John Boyega plays Casi, a New York defense attorney who believes that every person should be given a second chance. His client and friend Lea (Olivia Cooke), an employee at the police impound yard, gets involved with a runner, Craig (Ed Skrein), for the Mexican cartel who tries to bribe her into retrieving a car with $15 million worth of heroin inside. When Lea gets arrested, she asks Casi to help her cut a deal with the DEA officers so she can walk free and Craig will be none-the-wiser.
However, when Casi’s colleague, Dane (Bill Skarsgård), convinces him to join him in robbing the money for themselves, things get complicated (for the audience as well). Oh yeah, and there’s some seldom-talked-about subplot involving the collapse of the universe, which I’m still not sure ever happened.
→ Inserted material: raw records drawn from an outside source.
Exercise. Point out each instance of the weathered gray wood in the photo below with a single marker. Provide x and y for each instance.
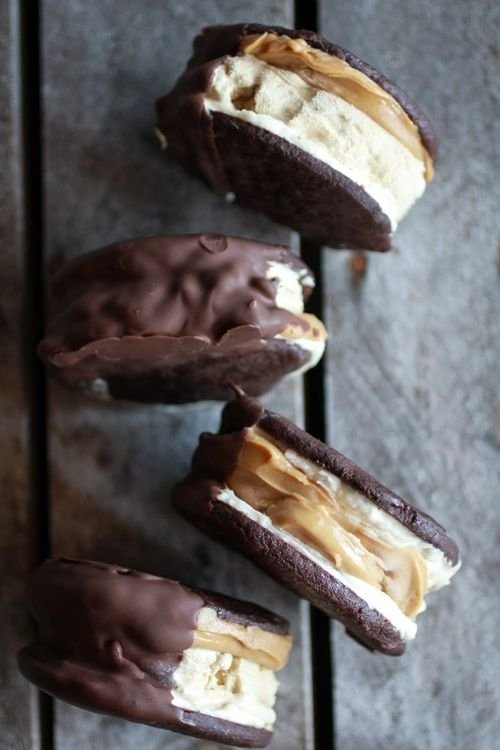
(413, 379)
(112, 466)
(18, 704)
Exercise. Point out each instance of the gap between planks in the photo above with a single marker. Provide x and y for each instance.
(33, 322)
(306, 17)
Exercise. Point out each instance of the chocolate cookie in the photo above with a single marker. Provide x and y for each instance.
(150, 650)
(295, 127)
(174, 319)
(317, 523)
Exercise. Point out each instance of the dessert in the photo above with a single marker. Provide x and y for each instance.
(295, 127)
(317, 523)
(150, 650)
(174, 319)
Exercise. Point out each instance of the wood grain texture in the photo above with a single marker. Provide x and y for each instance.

De La Pava’s book isn’t concerned about physics as much as it is the problems in the American judicial system. And so Palmer also tries to capture that same spirit, only ever hinting at science fiction phenomenons – and I mean ever. The problem is, cinema is a visual medium, and when we’re promised something phenomenal and other-worldly, we want to see it. In literature, unmet expectations are much more tolerable, especially when things like prose and tone are more locked in and able to develop in a way that our expectations may even change several times.
With two different movies trying to coexist at once, Palmer’s tone never finds its footing. Esoteric ideas go unexplained through over-explaining, and then never become anything other than theoretical oddities.
There are signs elsewhere of the director’s unripe talents, such as loose editing and not knowing when to cut off a scene. We don’t need to hear the beginning and end of every conversation – or even most conversations. There’s enough here to show Palmer’s potential for envisioning framing and composition, but in terms of formulating that vision into a story on a macro level, the green filmmaker has a lot to learn. Fortunately, Naked Singularity doesn’t have the publicity behind it for his mistakes to become too overexposed.
Moving about as a proven procedural drama during its one-hour setup, framed with convoluted judicial system dynamics that only those in on the patois will fully understand, the film and its verbose, nearly-mumblecore banter have a lot to say about courtroom politics and ideas of an inherently flawed constitution (even though its four leads are all from countries outside of America).
The four main stars do surprisingly well considering the poor state of the film around them, which happens when you employ talented people. But also, Palmer seems to be quite competent at getting solid performances out of his actors. Boyega, Cooke, Skarsgård, and Skrein each add something special to his or her respective role. Boyega comes with the same comedic flair that he does in the Star Wars films, and his rapport with Skarsgård is the most frustratingly unfulfilled aspect of the movie.
Skrein does well as the almost-unrecognizable, untrustworthy creep who also never fully gets the chance to shine while Cooke continues to surprise by adding dimension to a character that probably wasn’t all there to begin with.
Much like its protagonist, Naked Singularity may have good intentions, but becomes futile in its efforts to actually say something meaningful. As much as it tries to connect to an audience who might relate, however, it always feels like there’s a barricade between us and what the movie is trying to say. Due to a filmmaker who just might understand the source material so much that he explains very little of the actual plot, tensions within the story are rendered lost and obscure, and scenarios unclear – unclear if we should care and who we should even be caring about.